# Our 2 new does! (Picture added 1/11)



## Laurel_Haven (Oct 20, 2007)

Yesterday my daughter and I went and picked up two new does. So I thought I would share with you all our two newest additions to the Laurel Haven herd.

The first doe is Nocturne, and she was well named as she is all black not a single white hair anywhere on her body. I just took this picture this evening and she is still a bit jumpy being new and all. I hope to get some good "setup" pictures once they settle in more. She comes to me bred to a handsome moon spotted buck and is due March 10th and had a positive ultrasound of at least twins. What a bonus, I am excited about this.









*Rosasharn HB Nocturne *
AGS/ADGA/NDGA Registered Nigerian Dwarf Doe 
Born on May 4, 2007

*Sire: Rosasharn TF Honey Bear *S *
SS: Rosasharn's Tom Fulery *S 
SD: ARMCH Rosasharn's Buckwheat Honey 3*D 3*M 'E'

*Dam: Rosasharn SS Unique 4*D AR*
DS: Rosasharn's TL Summer Sol *S
DD: ARMCH Rosasharn's Uni 3*D E

And this is the info of the buck she is bred to:

*Kids Corral CVF Triumph *

*Sire: Caesar's Villa TT Frankie *
SS: Split Creek Tyler The Man 
SD: ARMCH Caesar's Villa PN Flower Girl 3*D

*Dam: Pocket Sized PST Victory *
DS: Pocket Sized gN Presto 
DD: Pocket Sized M Starlight

We also picked up a second doe as I like to buy my goats in pairs since I quarantine them and I don't like for them to be alone for the two weeks. I feel they are less stressed when they come with a buddy. This is Betty... isn't she a flashy little girl.
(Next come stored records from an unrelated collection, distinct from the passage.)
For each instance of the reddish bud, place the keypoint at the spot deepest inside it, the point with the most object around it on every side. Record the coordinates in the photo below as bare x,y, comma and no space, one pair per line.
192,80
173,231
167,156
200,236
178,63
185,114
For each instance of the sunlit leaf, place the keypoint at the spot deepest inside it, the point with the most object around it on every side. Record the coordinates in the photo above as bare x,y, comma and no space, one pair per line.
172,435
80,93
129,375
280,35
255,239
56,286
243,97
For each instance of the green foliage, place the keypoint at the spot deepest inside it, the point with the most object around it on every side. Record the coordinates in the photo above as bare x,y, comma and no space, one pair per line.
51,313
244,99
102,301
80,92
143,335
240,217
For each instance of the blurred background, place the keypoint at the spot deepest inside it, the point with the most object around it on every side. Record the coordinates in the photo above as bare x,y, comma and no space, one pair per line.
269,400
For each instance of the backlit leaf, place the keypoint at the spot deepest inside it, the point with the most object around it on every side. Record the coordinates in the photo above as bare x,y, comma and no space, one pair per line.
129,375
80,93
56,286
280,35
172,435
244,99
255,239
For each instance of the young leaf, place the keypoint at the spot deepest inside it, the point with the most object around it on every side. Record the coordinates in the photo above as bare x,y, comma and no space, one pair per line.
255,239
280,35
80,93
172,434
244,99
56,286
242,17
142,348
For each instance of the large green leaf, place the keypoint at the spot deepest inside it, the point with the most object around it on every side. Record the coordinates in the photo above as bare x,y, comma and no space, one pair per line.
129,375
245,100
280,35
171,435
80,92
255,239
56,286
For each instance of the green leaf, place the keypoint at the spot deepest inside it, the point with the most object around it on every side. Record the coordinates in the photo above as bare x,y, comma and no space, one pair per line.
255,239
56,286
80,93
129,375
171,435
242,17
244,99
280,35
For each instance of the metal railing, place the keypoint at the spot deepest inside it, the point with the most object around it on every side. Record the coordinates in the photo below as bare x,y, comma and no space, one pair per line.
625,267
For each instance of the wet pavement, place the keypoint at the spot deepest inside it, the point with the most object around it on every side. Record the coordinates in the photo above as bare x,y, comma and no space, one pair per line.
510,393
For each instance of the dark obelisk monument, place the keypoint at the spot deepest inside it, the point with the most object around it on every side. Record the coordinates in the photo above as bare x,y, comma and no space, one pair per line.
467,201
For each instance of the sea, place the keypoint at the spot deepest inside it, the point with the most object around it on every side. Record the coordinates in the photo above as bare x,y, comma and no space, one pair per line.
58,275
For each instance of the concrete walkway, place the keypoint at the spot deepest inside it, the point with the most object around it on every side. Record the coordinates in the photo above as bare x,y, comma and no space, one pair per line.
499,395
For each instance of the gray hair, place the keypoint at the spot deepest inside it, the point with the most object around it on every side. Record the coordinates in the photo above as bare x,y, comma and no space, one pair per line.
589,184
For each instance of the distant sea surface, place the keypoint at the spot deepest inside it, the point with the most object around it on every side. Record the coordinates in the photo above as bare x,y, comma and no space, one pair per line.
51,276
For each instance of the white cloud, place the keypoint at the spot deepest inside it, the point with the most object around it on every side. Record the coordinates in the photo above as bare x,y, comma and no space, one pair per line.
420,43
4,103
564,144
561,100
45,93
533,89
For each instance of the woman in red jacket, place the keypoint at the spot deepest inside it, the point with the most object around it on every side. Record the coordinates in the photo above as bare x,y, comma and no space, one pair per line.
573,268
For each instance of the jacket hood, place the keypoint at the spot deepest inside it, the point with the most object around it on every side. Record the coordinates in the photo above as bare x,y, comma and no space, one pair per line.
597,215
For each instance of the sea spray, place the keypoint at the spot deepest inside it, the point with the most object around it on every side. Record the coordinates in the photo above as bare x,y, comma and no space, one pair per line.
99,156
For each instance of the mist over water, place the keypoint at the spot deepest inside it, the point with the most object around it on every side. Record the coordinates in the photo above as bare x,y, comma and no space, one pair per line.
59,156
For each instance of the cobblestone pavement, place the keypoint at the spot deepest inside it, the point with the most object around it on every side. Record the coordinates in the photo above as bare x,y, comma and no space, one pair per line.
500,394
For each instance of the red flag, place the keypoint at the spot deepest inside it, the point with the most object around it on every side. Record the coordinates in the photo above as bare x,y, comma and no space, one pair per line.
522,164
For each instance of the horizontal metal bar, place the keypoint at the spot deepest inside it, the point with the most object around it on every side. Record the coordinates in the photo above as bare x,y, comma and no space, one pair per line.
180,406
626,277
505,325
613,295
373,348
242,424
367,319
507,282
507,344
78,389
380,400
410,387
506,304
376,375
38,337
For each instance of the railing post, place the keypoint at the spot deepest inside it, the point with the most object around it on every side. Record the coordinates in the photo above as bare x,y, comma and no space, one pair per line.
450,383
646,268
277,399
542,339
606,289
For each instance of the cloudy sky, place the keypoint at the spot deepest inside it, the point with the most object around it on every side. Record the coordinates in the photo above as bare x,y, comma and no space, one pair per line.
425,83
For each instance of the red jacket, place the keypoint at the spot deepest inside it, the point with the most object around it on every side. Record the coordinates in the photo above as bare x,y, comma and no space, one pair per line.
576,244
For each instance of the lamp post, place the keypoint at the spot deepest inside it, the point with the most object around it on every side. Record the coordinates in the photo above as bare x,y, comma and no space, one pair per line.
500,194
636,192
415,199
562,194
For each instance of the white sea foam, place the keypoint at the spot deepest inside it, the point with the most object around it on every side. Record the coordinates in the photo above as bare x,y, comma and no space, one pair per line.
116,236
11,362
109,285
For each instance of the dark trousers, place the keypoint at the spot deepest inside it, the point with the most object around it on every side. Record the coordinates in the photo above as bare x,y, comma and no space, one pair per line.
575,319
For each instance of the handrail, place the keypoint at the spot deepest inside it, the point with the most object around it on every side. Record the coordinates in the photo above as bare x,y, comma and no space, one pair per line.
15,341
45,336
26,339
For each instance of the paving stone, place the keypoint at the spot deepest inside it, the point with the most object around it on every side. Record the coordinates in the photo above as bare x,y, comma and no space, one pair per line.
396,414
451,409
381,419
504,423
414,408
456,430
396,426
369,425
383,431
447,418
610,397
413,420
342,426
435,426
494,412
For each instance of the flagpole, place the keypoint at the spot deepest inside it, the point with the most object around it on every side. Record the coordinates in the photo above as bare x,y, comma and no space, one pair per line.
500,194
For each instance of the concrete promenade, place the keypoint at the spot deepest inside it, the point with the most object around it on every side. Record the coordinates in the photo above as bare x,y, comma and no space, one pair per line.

*Gypsy Moon Bootleg Betty *
AGS/ADGA Registered Nigerian Dwarf Doe 
Born on April 25, 2008

*Sire: Rosasharn UP Papillon*S* 
SS: Rosasharn CH Uproar *S 
SD: Rosasharn's TL Mariposa 4*D AR

*Dam: Little Tot's Estate Danikan* (2007 JR CH)
DS: Rosasharn SS Sequoia *S 
DD: Woodhaven Farms Moon Dust

So there they are! I will get better pictures once they are more at ease, they have only been here for a day. But they are doing very well and already Betty is trusting us enough to love up on her. Nocturne is a little more leary but coming around enough to eat out of our hands. So that's a good sign. 
Anyway I just wanted to share our newest family members. :wink:


----------



## KW Farms (Jun 21, 2008)

*Re: Our 2 new does!*

Oh my goodness...they are beautiful! And what NICE bloodlines!! You got some goodies there!


----------



## toth boer goats (Jul 20, 2008)

*Re: Our 2 new does!*

nice girls...


----------



## kelebek (Oct 5, 2007)

*Re: Our 2 new does!*

Those girls are just amazing - congrats!!!


----------



## StaceyRosado (Oct 5, 2007)

*Re: Our 2 new does!*

they certainly contrast themselves. Congrats on the new additions!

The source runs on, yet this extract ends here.